Being a high school principal is hard work. After an alarming number of unspecified absences, one high school director in Pennsylvania suspended almost half the student population. Around 500 Harrisburg High School students have been suspended as the headmaster of the school started to tackle the issue of unexcused absences. PennLive states that, in line with the effort by Principal Lisa Love to tackle the problem, at least 100 of the students issued suspension notes served one-day suspension.
The principal spoke at length about the issue during a meeting with school officials and parents.
“The problem I’ve noticed here as principal is that students are coming to school but they are not going to classes when they get here,” Love said. “Many parents send their kids to school and they’re thinking they’re going to class. I needed to reach out because of the enormous number not going to class.”

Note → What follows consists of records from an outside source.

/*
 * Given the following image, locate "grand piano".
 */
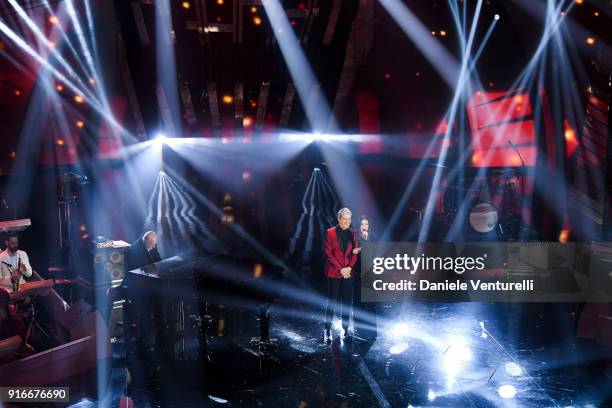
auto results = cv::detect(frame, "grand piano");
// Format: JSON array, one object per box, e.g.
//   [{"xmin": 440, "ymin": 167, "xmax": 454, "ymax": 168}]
[{"xmin": 0, "ymin": 219, "xmax": 110, "ymax": 391}]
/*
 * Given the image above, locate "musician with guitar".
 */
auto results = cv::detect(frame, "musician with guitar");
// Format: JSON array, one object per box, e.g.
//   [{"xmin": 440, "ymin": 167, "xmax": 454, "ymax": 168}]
[{"xmin": 0, "ymin": 233, "xmax": 32, "ymax": 292}]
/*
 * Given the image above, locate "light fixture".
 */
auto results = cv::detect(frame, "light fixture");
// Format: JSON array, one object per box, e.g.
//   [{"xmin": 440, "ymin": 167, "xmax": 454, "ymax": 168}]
[{"xmin": 153, "ymin": 132, "xmax": 168, "ymax": 144}]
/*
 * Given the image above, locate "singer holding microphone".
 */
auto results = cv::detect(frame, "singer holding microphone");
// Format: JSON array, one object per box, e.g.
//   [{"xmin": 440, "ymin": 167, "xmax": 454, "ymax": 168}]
[{"xmin": 0, "ymin": 233, "xmax": 32, "ymax": 291}]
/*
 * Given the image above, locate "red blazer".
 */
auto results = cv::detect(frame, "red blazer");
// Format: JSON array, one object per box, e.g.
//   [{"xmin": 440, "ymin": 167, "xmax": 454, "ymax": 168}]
[{"xmin": 325, "ymin": 227, "xmax": 359, "ymax": 279}]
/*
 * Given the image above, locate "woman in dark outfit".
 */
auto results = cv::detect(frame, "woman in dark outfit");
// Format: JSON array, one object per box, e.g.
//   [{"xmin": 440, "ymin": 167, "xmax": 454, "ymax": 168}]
[
  {"xmin": 325, "ymin": 208, "xmax": 359, "ymax": 340},
  {"xmin": 353, "ymin": 215, "xmax": 376, "ymax": 335}
]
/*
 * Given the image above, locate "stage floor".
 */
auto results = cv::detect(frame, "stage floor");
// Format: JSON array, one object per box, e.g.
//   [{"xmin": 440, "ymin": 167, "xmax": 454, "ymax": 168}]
[{"xmin": 88, "ymin": 303, "xmax": 612, "ymax": 407}]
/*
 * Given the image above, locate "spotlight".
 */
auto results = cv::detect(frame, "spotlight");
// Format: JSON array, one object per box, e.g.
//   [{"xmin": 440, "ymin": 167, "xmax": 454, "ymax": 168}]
[
  {"xmin": 497, "ymin": 384, "xmax": 516, "ymax": 398},
  {"xmin": 505, "ymin": 362, "xmax": 523, "ymax": 377},
  {"xmin": 427, "ymin": 390, "xmax": 436, "ymax": 401},
  {"xmin": 153, "ymin": 132, "xmax": 168, "ymax": 144},
  {"xmin": 389, "ymin": 343, "xmax": 409, "ymax": 354}
]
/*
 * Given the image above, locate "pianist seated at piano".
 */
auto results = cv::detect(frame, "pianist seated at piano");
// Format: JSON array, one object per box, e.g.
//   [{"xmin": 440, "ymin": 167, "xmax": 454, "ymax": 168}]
[
  {"xmin": 0, "ymin": 233, "xmax": 32, "ymax": 291},
  {"xmin": 0, "ymin": 288, "xmax": 34, "ymax": 355},
  {"xmin": 125, "ymin": 231, "xmax": 161, "ymax": 271}
]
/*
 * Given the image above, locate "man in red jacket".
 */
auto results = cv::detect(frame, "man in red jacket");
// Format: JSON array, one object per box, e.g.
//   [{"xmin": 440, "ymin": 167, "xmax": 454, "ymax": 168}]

Instead of showing up to class, many students have taken to spending time in the hallways, bathrooms, gymnasiums, and other parts of the school. Love said that she wanted implement something “radical” in order to let students know that this is not okay.
“If you’re not in class, all you’re here to do then is to wreak havoc upon the school and disrupt the work that we are trying to do here. And that’s to focus on student achievement,” the principal said.
School officials spoke before meeting with parents at an informal news conference with reporters. Officials explained that the school has new expectations for its students because, according to Fox News, the school has been struggling for some time with a low graduation rate and poor test scores.
Assistant Principal Keith Edmonds says the school issued notices of excessive absences for students who missed at least 35 classes in the 45-day or nine-week marking period. Missing 35 classes is equivalent to one week of inexcusable absences, as students are scheduled for seven classes each day. Edmonds says that when news of the suspensions began to spread, parents started appearing at school to provide absence documentation to help their kids avoid the penalty.
“This was a hard decision for me to make,” Love said. “But I had to get the attention of the community to let them know that we are here. And we’re about to do some wonderful things for students and the community and we want this to be a school that everyone is proud of. And this was probably the eye opener we needed to make that happen.”